Une avancée majeure dans la prise en charge du cancer du sein hormonodépendant à un stade précoce vient d’être présentée lors du congrès 2026 de l’American Society of Clinical Oncology (ASCO), selon Top Santé. Menée par une équipe internationale de chercheurs et de médecins, l’étude NoLEEta pourrait, à terme, permettre à un grand nombre de femmes d’éviter un traitement de chimiothérapie souvent lourd et contraignant.

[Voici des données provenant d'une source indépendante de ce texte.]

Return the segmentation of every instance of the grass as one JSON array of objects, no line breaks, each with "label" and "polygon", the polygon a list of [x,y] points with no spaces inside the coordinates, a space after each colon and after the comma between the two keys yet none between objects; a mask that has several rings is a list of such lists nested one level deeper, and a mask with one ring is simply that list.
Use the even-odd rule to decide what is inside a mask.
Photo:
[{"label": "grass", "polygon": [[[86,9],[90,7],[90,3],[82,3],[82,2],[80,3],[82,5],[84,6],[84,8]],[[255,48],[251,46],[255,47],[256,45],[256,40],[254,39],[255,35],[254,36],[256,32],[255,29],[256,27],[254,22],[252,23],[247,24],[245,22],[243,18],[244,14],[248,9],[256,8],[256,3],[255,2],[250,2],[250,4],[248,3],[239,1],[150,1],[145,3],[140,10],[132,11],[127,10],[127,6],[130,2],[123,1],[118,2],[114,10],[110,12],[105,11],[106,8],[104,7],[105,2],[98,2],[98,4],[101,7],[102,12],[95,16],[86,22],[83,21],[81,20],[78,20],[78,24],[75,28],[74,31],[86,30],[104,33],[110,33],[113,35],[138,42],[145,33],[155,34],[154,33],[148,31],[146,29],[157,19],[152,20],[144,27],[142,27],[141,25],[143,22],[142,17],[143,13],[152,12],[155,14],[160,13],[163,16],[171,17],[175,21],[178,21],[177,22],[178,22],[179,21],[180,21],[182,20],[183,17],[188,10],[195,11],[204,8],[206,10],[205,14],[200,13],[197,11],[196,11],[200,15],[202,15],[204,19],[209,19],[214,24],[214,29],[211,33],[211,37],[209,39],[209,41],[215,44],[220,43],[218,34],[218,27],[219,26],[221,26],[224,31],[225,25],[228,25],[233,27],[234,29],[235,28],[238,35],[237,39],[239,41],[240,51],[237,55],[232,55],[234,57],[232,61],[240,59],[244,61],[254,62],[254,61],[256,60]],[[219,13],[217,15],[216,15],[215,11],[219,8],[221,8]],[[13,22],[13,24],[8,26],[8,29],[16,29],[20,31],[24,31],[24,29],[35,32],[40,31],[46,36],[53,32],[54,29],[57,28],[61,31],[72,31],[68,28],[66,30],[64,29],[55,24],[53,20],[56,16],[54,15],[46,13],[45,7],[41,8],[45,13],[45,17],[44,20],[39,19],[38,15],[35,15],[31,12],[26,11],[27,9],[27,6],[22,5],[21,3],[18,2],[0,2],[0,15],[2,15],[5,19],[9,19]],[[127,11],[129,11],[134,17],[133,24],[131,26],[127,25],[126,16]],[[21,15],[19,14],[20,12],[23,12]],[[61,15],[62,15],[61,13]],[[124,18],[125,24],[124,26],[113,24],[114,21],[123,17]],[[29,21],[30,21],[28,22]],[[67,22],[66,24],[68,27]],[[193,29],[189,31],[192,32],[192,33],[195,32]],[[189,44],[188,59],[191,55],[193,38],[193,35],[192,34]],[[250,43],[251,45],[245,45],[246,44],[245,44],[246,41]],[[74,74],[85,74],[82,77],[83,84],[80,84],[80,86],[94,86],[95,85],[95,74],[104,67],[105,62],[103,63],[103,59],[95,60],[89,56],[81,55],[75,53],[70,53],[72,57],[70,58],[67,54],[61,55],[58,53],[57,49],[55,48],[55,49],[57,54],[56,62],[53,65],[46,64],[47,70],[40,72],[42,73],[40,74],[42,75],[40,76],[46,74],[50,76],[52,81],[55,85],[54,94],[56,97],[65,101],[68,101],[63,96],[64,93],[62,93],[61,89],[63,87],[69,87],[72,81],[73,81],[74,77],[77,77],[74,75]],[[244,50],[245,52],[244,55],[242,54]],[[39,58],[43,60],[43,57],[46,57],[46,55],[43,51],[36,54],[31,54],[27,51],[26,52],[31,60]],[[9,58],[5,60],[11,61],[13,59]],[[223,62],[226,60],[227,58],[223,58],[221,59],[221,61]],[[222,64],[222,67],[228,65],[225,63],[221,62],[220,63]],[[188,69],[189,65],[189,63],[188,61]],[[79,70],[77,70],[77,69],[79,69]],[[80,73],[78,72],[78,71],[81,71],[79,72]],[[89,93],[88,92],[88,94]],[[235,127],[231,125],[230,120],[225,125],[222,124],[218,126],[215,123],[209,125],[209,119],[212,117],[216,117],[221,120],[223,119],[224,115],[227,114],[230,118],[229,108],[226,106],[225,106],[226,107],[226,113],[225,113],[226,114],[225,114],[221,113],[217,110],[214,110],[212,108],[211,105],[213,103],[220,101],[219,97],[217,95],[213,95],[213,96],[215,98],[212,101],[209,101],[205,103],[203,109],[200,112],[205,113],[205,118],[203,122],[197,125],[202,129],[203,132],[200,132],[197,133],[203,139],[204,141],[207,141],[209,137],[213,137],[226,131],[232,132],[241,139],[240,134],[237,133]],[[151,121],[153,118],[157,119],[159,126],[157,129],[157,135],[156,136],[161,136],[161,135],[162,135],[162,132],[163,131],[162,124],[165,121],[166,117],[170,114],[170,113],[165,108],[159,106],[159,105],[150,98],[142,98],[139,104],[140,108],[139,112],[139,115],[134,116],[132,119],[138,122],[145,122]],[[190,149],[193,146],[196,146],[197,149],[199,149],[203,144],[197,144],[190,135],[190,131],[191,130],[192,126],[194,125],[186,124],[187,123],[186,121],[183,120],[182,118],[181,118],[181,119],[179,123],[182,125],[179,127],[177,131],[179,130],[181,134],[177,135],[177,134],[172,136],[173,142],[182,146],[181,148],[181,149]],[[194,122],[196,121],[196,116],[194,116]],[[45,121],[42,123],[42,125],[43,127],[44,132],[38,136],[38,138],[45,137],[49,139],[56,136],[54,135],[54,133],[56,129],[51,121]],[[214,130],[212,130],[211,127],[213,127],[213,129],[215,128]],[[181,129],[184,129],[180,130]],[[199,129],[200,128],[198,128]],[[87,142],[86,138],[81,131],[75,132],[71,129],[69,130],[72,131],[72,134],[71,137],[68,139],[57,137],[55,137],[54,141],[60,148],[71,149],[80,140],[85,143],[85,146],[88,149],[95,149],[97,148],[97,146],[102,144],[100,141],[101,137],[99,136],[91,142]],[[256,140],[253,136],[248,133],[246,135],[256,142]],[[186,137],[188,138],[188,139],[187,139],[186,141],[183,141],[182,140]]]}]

L’objectif principal de cette recherche, d’envergure internationale, est d’identifier avec précision les patientes atteintes d’un cancer du sein à un stade précoce et hormonodépendant qui pourraient se passer de chimiothérapie. Une avancée qui, si elle se confirme, représenterait un changement radical dans les protocoles de soin actuels, réduisant ainsi les effets secondaires pour des milliers de femmes chaque année.
Ce qu'il faut retenir
- Une étude internationale, NoLEEta, présentée lors du congrès 2026 de l’ASCO, évalue la possibilité d’éviter la chimiothérapie pour certaines femmes atteintes d’un cancer du sein hormonodépendant à un stade précoce.
- L’objectif est d’identifier les patientes pouvant être traitées sans chimiothérapie, réduisant ainsi les effets secondaires.
- Cette avancée pourrait bouleverser les protocoles actuels de prise en charge du cancer du sein, selon les chercheurs.
- Les résultats de l’étude pourraient être déterminants pour l’avenir des traitements oncologiques.
Une étude internationale pour repenser la prise en charge du cancer du sein
L’étude NoLEEta, dont les premiers résultats ont été dévoilés lors du congrès 2026 de l’ASCO, s’appuie sur une collaboration entre des équipes de recherche issues de plusieurs pays. D’après Top Santé, les chercheurs ont travaillé à l’élaboration d’un outil permettant de distinguer, parmi les patientes atteintes d’un cancer du sein hormonodépendant à un stade précoce, celles qui pourraient bénéficier d’un traitement moins agressif.
Pour l’instant, la chimiothérapie reste un pilier du traitement de ce type de cancer, même à un stade précoce. Pourtant, ses effets secondaires – fatigue intense, nausées, risques accrus d’infections – peuvent lourdement impacter la qualité de vie des patientes. C’est précisément sur ce point que l’étude NoLEEta se concentre : éviter une chimiothérapie inutile pour celles dont le pronostic pourrait être tout aussi favorable avec des alternatives thérapeutiques moins lourdes.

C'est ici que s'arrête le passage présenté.